A monument in Worms commemorates that event. Atop the monument is, of course, Luther, towering high above and reminding us of his prominence as the one who started the Protestant Reformation. But there are four figures at the four corners of the monument, and these figures are crucial. They were forerunners to the Reformation.
We start in the back with Peter Waldo. He lived in France in the twelfth century. Waldo wanted the people of France to understand the Word of God, so he took the Latin New Testament and translated it into French. He also did away with the clerical garb. And he also began to challenge the doctrine of justification by works.
We also have Girolamo Savonarola. Savonarola was a forerunner to the Reformation in Italy. He, too, stressed the authority of Scripture over against the ecclesiastical hierarchy structure of papal authority, and he, too, was condemned as a heretic.
Next to Savonarola is Jan Hus, the great pre-Reformer from Bohemia, in what is today the Czech Republic. It was Hus who, when he was martyred, said, “You can kill the goose”—the Czech word hus is the word for “goose”—“but a hundred years after me will come a swan and you cannot kill the swan.” It was almost a hundred years to the day after Hus uttered those words that Luther took his Ninety-Five Theses in one hand and a mallet in the other and he nailed his Ninety-Five Theses to the church door at Wittenberg.
Before Luther came to Worms in 1521, he had a debate in Leipzig with Johann Eck, the great theologian of the Roman Catholic Church and probably one of the sharpest debaters in all of Germany. As Luther made the case for Scripture’s authority as opposed to that of the pope and the church hierarchy, Eck accused him of being a Hussite, and Luther said, “Yes, I am a Hussite.” And that was all Eck needed. As Hus was condemned as a heretic, so Luther was guilty by association. After the Leipzig Disputation, the pope was able to condemn Luther as a heretic, and that’s why Luther was brought before the Diet of Worms.
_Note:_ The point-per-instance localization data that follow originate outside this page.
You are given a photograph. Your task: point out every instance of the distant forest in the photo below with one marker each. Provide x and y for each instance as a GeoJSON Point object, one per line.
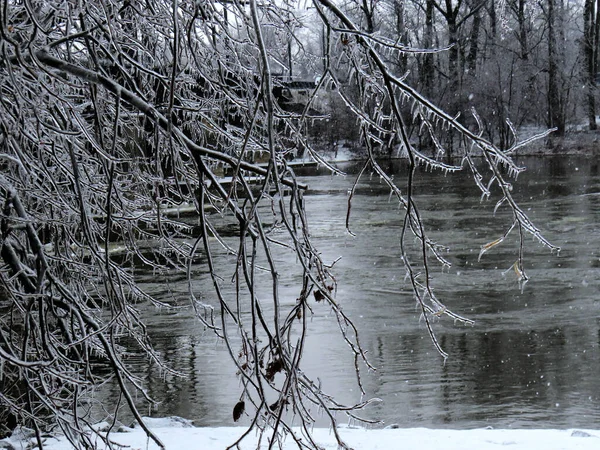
{"type": "Point", "coordinates": [502, 65]}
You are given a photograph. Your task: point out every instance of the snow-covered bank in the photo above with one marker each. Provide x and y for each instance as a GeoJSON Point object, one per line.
{"type": "Point", "coordinates": [177, 436]}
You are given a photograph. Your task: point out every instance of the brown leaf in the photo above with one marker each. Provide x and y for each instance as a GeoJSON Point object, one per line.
{"type": "Point", "coordinates": [319, 296]}
{"type": "Point", "coordinates": [238, 410]}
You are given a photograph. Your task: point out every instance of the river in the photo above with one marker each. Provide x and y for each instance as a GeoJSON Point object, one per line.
{"type": "Point", "coordinates": [531, 359]}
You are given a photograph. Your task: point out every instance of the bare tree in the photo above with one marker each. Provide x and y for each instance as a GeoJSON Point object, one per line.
{"type": "Point", "coordinates": [113, 114]}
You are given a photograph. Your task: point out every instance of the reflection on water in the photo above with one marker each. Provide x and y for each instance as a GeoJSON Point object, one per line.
{"type": "Point", "coordinates": [531, 360]}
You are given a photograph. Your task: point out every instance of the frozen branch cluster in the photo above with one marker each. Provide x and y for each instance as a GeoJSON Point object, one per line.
{"type": "Point", "coordinates": [112, 114]}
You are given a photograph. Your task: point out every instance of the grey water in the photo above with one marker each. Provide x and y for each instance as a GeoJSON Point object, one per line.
{"type": "Point", "coordinates": [531, 359]}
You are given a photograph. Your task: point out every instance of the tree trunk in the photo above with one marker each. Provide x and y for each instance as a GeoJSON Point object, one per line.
{"type": "Point", "coordinates": [555, 108]}
{"type": "Point", "coordinates": [428, 66]}
{"type": "Point", "coordinates": [474, 43]}
{"type": "Point", "coordinates": [589, 46]}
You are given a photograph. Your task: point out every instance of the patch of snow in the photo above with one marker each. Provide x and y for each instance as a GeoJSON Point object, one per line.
{"type": "Point", "coordinates": [179, 434]}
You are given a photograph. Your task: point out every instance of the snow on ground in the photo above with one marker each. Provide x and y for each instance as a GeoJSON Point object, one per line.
{"type": "Point", "coordinates": [179, 434]}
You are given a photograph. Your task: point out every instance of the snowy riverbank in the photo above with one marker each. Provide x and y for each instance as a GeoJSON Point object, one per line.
{"type": "Point", "coordinates": [181, 436]}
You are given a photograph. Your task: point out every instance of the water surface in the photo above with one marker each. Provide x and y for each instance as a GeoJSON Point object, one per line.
{"type": "Point", "coordinates": [532, 358]}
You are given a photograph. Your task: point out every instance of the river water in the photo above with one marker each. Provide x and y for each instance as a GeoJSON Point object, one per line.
{"type": "Point", "coordinates": [531, 359]}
There’s one more person at the foundation of this statue and that’s John Wycliffe, known as the Morning Star of the Reformation. Wycliffe is famous for three books. The first is, of course, the Bible, which he translated into English. He also wrote a book that challenged papal authority and another book that challenged the Holy Roman emperor’s authority over the king of England. In the fall of 1520, Luther wrote three treatises, one of which challenged papal authority and one of which challenged the authority of the Holy Roman emperor over Germany—just like Wycliffe’s two books. After Luther was condemned as a heretic at Worms, he went to Wartburg Castle, where he worked over the course of eight months on a translation of the Bible from the Greek into his people’s language, just as Wycliffe did.
And that is the foundation of the Reformation that Luther built on.